Alexander Woollcott said that 'Chaplin's like has not passed this way before. And we shall not see his like again.' And 'Chaplin is arguably the single most important artist produced by the cinema' is attributed to Andrew Sarris. Charles Chaplin, Jr. appeared in this world in 1889 and left it in 1977. What he accomplished in the eighty-eight years allotted to him has given his public many, many hours of enjoyment. His participation in the birth of film making was his gift to the world.

Born to a drunken father and a psychotic mother, it is amazing that he survived, let alone accomplished what he did. His older half-brother Sydney watched out for his younger sibling and was responsible for Chaplin's getting his break in the field of entertainment. When Charlie was seven, he and Sydney were sent to an orphanage. His beloved mother had been an actress and singer, who lost her voice before she lost her mind. She instilled in her sons her love of the theater and performed for Charlie and his brother, while teaching them the ins and outs of the profession.

Chaplin did not like performing in front of a live audience in fact, he froze one time and couldn't continue his act. But his skill and timing were undeniable and, at a young age, he was making a name for himself. Arriving in Hollywood, he contracted with Max Sennet and began making minutes' long films. His comic antics were not happenstance, but were rigorously researched for the optimum effect.

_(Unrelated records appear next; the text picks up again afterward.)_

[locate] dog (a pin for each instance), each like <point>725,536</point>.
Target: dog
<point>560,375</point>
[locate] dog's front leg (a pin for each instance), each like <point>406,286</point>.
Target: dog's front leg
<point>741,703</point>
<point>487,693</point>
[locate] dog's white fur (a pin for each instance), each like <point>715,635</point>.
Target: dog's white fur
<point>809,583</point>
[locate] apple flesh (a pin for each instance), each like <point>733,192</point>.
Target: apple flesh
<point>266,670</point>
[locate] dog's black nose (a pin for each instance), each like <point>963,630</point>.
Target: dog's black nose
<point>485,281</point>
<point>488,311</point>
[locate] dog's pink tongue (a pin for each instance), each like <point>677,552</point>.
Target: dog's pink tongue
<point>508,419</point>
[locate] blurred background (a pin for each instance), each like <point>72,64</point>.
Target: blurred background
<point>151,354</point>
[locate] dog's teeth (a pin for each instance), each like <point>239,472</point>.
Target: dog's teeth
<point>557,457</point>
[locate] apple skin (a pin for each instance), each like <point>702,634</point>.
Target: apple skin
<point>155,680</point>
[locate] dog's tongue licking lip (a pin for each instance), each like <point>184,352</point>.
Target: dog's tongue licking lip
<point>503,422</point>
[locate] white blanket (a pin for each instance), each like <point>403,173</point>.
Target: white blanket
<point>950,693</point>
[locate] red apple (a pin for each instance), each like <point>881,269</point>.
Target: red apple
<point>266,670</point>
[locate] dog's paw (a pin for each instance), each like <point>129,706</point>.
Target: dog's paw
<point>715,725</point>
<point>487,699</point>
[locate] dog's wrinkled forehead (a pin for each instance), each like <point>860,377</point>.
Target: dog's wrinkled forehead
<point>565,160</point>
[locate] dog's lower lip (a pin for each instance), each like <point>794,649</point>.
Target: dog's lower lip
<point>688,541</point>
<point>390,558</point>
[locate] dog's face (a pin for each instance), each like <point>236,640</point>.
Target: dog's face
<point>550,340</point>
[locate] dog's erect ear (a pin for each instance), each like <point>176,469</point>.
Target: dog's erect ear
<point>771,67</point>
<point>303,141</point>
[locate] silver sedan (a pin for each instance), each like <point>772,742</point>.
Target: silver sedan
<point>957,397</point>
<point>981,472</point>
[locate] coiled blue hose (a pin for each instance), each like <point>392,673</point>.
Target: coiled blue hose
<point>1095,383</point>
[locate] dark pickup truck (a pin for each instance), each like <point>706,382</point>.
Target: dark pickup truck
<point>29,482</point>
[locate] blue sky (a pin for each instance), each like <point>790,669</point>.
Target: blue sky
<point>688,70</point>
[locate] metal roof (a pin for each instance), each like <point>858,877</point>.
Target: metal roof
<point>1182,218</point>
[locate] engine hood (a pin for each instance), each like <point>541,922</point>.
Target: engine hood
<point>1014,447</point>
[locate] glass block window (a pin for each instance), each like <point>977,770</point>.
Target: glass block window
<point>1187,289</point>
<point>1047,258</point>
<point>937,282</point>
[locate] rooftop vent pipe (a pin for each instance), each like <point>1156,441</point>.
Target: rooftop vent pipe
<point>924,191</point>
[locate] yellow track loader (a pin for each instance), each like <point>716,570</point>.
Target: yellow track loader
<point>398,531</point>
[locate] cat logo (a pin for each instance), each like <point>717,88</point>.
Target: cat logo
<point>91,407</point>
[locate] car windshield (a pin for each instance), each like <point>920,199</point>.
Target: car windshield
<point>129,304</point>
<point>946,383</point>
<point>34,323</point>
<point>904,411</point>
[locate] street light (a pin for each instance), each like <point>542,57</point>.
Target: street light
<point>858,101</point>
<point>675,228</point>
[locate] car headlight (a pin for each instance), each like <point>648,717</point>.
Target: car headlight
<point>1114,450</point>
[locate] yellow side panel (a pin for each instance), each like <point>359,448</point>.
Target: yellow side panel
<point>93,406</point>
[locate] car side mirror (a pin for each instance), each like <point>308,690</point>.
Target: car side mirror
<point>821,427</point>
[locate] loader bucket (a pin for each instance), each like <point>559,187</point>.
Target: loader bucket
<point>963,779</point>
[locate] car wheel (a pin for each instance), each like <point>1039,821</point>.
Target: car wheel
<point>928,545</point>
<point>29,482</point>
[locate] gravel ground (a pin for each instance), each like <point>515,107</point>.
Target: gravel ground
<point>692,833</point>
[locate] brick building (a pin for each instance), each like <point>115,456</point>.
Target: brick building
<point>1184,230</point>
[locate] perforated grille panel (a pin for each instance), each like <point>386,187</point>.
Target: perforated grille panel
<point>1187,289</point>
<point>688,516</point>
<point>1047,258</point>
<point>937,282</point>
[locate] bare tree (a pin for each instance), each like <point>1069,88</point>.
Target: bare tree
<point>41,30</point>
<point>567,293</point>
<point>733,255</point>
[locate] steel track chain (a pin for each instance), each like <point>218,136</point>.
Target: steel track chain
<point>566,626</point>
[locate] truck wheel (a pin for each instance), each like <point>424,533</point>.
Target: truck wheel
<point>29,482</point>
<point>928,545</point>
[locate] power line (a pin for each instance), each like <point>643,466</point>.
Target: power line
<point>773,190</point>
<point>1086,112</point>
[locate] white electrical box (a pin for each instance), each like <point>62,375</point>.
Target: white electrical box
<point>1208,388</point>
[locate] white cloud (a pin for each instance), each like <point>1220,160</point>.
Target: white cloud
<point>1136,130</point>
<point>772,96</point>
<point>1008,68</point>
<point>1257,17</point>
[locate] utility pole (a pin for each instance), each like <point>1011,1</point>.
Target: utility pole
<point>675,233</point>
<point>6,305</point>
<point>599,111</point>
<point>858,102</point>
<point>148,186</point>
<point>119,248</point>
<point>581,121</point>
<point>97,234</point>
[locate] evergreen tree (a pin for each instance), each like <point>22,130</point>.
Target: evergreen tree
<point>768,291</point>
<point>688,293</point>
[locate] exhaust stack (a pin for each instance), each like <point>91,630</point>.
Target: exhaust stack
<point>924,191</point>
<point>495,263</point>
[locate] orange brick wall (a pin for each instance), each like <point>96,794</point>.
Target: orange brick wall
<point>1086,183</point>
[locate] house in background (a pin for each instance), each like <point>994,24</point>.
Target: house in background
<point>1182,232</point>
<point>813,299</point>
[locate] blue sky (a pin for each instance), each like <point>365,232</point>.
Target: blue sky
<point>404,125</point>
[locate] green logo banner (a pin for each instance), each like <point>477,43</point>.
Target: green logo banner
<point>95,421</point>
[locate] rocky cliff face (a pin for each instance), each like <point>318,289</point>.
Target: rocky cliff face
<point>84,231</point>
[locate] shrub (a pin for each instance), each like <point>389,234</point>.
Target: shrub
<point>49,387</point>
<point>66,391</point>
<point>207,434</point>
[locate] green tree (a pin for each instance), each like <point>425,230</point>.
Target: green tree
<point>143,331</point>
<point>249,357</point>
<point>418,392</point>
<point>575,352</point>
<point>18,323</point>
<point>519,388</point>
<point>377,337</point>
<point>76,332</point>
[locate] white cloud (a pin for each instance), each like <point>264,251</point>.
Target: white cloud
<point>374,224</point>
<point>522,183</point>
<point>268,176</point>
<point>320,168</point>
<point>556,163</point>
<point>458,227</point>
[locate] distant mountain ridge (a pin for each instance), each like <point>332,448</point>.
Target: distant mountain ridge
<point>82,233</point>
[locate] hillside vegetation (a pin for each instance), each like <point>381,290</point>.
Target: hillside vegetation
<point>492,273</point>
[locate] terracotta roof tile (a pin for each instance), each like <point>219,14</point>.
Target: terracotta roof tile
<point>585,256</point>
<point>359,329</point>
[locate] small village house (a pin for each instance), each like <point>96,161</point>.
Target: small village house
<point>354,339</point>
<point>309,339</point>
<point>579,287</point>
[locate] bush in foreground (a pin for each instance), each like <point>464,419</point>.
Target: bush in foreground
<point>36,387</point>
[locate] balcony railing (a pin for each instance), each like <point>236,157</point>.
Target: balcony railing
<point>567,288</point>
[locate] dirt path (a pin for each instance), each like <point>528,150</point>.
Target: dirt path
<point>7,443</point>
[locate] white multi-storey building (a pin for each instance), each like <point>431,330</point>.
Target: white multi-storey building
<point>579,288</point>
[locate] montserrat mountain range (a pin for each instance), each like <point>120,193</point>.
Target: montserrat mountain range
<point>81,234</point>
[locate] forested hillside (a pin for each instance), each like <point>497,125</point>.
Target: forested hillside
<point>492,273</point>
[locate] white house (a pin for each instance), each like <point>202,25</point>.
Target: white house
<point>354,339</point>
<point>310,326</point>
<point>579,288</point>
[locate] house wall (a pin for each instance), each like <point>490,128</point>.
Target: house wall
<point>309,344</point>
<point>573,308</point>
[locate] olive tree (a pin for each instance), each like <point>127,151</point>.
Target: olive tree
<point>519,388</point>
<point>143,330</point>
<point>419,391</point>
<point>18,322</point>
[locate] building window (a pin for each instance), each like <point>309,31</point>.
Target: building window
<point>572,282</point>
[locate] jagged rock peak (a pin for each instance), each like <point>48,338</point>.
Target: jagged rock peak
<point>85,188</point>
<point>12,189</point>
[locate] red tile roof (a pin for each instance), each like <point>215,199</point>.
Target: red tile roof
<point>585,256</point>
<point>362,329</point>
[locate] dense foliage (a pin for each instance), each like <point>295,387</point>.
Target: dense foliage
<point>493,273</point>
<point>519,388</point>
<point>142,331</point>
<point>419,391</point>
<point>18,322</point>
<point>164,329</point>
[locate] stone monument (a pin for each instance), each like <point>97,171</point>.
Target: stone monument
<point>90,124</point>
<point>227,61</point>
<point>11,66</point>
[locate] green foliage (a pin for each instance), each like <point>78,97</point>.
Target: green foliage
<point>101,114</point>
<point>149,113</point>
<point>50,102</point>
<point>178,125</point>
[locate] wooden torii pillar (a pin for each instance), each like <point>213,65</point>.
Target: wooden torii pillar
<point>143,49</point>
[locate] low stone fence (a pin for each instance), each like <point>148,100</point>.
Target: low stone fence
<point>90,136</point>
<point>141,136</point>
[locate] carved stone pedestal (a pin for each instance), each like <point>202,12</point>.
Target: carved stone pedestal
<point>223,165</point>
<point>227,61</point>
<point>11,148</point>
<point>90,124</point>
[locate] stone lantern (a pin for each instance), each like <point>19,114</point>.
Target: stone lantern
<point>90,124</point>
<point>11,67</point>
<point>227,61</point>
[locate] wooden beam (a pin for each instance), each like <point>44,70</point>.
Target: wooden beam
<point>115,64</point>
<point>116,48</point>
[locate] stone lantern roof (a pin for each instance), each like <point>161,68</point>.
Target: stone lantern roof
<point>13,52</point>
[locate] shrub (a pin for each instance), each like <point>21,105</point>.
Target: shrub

His talent drove him. Author Stephen Weissman puts forward the idea that the plots for Chaplin's many films rescuing young women in danger reflected his effort to save his mother, something he was unable to do either as a child or an adult. Regardless of the reasons for his storylines, his talent shone through. Hopefully, his family life gave him peace. He married Ona O'Neil and had eight children by her. Chaplin: A Life is a fascinating read, even for younger readers who might no longer recognize his name. We all have much for which to thank him.